5. Berpendapat dengan tidak akurat, menyampaikan dengan prasangka, tidak dilandasi dasar yang kuat.
6. Cengengesan.
7. Sudah mulai ada indikasi dalam hati untuk sombong, merendahkan dan meremehkan orang lain.
8. Sudah mulai ada indikasi ingin memenangkan pendapat sendiri yang dicampur memenangkan nafsu ego semata.
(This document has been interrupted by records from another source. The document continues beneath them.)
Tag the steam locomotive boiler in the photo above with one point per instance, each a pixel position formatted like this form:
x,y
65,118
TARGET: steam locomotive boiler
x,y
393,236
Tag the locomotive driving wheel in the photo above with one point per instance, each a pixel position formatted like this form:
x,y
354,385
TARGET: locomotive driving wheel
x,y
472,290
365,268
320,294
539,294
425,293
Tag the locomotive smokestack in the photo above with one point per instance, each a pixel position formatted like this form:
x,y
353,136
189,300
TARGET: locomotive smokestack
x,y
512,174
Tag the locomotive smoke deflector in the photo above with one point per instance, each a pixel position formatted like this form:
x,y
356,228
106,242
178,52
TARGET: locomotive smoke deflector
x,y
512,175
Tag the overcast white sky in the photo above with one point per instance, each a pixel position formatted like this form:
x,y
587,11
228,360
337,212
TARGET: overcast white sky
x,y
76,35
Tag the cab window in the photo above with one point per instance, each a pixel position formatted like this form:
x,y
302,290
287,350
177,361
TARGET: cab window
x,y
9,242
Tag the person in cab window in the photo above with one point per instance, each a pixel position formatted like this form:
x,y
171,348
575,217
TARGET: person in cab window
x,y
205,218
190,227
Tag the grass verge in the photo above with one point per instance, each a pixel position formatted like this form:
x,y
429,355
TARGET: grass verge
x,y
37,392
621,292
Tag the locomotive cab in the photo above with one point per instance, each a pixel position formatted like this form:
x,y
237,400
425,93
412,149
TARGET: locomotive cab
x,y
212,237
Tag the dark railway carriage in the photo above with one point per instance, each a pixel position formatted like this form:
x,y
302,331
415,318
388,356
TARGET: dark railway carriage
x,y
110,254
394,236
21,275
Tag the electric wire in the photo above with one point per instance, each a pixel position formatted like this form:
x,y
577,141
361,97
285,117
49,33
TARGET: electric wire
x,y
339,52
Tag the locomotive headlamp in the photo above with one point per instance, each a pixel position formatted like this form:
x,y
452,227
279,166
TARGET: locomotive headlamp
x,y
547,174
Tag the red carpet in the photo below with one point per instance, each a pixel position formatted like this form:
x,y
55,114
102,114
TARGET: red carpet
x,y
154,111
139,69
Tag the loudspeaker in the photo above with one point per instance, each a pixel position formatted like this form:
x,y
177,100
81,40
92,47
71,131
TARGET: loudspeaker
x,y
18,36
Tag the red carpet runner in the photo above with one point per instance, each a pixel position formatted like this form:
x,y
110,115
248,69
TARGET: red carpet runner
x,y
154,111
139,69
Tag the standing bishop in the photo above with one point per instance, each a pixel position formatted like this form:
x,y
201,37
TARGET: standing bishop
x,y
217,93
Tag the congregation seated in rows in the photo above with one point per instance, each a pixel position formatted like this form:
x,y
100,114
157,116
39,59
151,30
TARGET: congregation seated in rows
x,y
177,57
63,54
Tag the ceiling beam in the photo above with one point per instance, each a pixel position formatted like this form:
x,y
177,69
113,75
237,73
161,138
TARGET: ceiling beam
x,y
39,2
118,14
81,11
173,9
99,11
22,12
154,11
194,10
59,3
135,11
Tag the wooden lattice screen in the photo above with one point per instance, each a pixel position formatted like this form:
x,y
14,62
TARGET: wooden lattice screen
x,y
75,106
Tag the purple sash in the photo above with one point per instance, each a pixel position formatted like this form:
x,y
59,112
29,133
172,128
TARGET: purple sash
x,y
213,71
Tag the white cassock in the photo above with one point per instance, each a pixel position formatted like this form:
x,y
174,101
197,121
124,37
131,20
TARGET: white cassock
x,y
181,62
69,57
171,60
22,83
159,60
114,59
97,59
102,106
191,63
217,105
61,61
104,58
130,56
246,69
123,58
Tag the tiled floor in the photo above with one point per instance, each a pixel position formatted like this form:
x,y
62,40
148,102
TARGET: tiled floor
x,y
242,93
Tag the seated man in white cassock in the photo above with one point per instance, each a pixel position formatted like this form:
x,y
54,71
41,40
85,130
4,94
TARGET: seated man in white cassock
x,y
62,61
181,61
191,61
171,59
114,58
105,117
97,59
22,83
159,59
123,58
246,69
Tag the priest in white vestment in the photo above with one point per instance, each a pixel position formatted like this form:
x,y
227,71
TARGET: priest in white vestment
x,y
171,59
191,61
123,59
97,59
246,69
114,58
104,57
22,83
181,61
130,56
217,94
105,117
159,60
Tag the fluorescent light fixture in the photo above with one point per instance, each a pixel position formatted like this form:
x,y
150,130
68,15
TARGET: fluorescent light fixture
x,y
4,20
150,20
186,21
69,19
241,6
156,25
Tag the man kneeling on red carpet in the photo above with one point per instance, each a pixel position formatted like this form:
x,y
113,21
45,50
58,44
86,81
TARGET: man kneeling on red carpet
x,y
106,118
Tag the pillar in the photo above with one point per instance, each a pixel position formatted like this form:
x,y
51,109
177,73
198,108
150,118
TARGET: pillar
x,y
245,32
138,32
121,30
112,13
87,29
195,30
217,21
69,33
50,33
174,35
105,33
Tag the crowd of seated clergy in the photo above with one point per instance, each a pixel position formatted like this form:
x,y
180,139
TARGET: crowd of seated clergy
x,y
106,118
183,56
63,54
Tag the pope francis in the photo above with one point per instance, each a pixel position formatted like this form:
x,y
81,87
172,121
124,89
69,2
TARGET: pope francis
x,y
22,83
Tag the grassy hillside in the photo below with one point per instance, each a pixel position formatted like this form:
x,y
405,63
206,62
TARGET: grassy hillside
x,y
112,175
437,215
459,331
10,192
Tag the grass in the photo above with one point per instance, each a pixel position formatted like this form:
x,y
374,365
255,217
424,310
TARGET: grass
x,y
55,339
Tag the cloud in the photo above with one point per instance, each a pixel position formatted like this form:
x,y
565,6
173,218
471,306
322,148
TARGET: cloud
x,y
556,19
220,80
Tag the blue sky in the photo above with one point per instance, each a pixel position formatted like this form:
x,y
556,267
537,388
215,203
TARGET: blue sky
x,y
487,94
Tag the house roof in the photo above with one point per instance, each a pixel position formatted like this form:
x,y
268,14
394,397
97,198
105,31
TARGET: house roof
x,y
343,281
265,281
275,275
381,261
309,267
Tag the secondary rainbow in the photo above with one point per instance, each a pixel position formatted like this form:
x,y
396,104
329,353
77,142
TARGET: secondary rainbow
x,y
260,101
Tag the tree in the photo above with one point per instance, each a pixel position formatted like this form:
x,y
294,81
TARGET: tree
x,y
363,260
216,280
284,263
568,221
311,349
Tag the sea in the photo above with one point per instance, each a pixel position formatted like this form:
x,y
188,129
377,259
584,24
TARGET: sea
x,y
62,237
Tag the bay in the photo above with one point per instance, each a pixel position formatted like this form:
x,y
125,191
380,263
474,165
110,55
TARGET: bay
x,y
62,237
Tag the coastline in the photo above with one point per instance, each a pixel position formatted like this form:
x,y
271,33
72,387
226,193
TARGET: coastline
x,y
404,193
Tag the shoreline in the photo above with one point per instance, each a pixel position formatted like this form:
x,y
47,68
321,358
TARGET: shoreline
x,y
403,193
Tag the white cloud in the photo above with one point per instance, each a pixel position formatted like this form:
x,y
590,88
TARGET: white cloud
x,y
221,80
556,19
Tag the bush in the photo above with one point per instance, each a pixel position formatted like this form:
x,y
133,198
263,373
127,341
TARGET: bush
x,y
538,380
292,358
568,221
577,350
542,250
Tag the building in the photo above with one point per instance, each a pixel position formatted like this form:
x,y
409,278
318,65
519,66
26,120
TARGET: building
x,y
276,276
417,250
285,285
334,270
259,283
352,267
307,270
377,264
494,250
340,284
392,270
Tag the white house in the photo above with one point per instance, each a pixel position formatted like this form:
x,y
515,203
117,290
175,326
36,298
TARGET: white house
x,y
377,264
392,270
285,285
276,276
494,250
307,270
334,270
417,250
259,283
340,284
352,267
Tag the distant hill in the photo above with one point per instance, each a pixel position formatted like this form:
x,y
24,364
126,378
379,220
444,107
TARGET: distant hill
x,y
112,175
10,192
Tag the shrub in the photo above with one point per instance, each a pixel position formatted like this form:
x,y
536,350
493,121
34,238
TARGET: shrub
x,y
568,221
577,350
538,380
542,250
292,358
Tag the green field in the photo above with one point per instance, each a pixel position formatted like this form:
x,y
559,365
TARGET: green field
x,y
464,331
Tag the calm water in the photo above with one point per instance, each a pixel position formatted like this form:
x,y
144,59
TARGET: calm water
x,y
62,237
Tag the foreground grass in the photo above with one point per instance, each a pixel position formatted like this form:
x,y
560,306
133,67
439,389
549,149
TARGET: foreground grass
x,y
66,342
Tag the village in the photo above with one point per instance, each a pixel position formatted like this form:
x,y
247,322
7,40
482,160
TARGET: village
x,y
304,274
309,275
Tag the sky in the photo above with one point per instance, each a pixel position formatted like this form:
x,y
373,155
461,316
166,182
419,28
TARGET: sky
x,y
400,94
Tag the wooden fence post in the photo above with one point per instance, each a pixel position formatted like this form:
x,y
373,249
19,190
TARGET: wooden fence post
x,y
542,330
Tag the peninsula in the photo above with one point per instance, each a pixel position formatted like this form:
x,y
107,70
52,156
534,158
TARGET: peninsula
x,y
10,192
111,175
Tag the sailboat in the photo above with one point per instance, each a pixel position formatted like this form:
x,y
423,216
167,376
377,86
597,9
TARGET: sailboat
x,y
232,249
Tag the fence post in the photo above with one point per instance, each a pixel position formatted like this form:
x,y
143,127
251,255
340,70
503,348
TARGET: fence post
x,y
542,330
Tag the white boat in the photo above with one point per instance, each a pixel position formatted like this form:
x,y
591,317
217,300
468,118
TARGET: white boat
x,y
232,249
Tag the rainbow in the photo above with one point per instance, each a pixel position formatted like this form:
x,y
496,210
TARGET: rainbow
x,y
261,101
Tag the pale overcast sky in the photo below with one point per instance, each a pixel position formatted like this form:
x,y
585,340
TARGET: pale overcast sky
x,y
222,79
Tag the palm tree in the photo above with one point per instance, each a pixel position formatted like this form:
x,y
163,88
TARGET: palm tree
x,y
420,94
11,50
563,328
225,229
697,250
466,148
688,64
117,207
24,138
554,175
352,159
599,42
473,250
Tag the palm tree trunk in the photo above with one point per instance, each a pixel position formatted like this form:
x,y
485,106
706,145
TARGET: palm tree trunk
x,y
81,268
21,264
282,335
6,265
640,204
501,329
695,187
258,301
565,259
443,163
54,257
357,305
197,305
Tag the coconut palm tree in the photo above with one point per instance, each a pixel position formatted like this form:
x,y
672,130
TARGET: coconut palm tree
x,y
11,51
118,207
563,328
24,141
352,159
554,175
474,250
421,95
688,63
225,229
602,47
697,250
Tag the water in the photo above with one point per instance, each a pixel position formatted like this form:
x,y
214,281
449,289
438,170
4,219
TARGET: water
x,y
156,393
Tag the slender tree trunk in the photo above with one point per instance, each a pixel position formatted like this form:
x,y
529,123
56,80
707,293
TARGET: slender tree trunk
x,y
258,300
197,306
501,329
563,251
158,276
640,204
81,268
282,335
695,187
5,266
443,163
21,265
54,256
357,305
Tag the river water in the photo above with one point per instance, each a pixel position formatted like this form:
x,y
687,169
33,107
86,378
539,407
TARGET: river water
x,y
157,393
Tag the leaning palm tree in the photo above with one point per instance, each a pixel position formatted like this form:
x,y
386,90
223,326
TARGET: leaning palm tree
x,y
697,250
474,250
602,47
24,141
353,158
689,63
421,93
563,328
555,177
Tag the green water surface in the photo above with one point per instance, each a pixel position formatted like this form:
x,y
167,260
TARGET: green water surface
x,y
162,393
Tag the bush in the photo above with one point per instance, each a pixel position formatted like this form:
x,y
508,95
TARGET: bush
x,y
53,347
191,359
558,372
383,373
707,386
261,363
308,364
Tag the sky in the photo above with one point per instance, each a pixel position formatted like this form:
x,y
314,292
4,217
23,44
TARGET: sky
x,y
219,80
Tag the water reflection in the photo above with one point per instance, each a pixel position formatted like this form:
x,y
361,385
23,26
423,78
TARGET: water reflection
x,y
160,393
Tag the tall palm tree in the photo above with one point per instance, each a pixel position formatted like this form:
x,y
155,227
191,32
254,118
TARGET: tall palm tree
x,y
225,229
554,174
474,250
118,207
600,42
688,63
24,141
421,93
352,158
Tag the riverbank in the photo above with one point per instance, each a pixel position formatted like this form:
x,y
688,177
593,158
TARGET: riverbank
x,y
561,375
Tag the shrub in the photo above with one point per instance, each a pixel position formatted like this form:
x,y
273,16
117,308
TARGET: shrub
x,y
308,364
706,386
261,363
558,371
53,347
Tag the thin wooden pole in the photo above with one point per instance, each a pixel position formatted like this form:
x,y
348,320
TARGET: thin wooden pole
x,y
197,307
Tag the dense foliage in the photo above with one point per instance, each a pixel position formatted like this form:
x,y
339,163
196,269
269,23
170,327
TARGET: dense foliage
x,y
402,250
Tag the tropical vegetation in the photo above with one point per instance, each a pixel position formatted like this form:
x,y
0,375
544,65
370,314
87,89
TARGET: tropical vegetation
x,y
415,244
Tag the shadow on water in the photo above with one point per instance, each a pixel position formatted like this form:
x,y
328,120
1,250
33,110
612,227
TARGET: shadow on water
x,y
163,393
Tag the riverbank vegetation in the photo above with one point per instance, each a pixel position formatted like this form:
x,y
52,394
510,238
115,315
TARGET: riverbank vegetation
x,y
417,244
Inilah beberapa poin yang harus kita kenali pada diri kita saat diskusi, jadikan sebagai alarm diri. Jika memang sudah tidak terkontrol, kita bisa menarik dan mencukupkan diri pada sesi diskusi tersebut, dan itu cara terbaik. Kita tidak akan hina dan rendah saat menarik diri dari diskusi yang sudah tidak sehat. Cintai diri kita dengan tidak menjatuhkan harga diri kita dari hal-hal yang tercela. Saya bukan menyatakan mereka yang masih terus berpendapat sebagai yang tercela, bukan. Tapi saya lebih tahu diri saya dan ambang batas saya. Saya akan terlihat buruk jika saya melanjutkan itu dan tidak bisa melakukan self control.

Kalau dulu, saya seneng banget menanggapi diskusi sampai menggebu-gebu, tidak jarang emosi. Tapi ketika bertambah perjalanan hidup ternyata saya menyadari bahwa hal tersebut tidak baik, maka saya mulai berusaha memperbaiki dan mengurangi keburukan tersebut dengan harapan semakin berkurang dan lama-lama hilang dari diri saya.

Kita yang punya badan kita, kita yang punya hati kita. Kita yang tahu ambang batas kita.

Maka, bijaklah dalam mengambil keputusan untuk diri kita. Jangan terpengaruh bisikan setan. Karena setan tidak akan pernah puas dan setan yang senang jika Ukhuwah Islam rusak.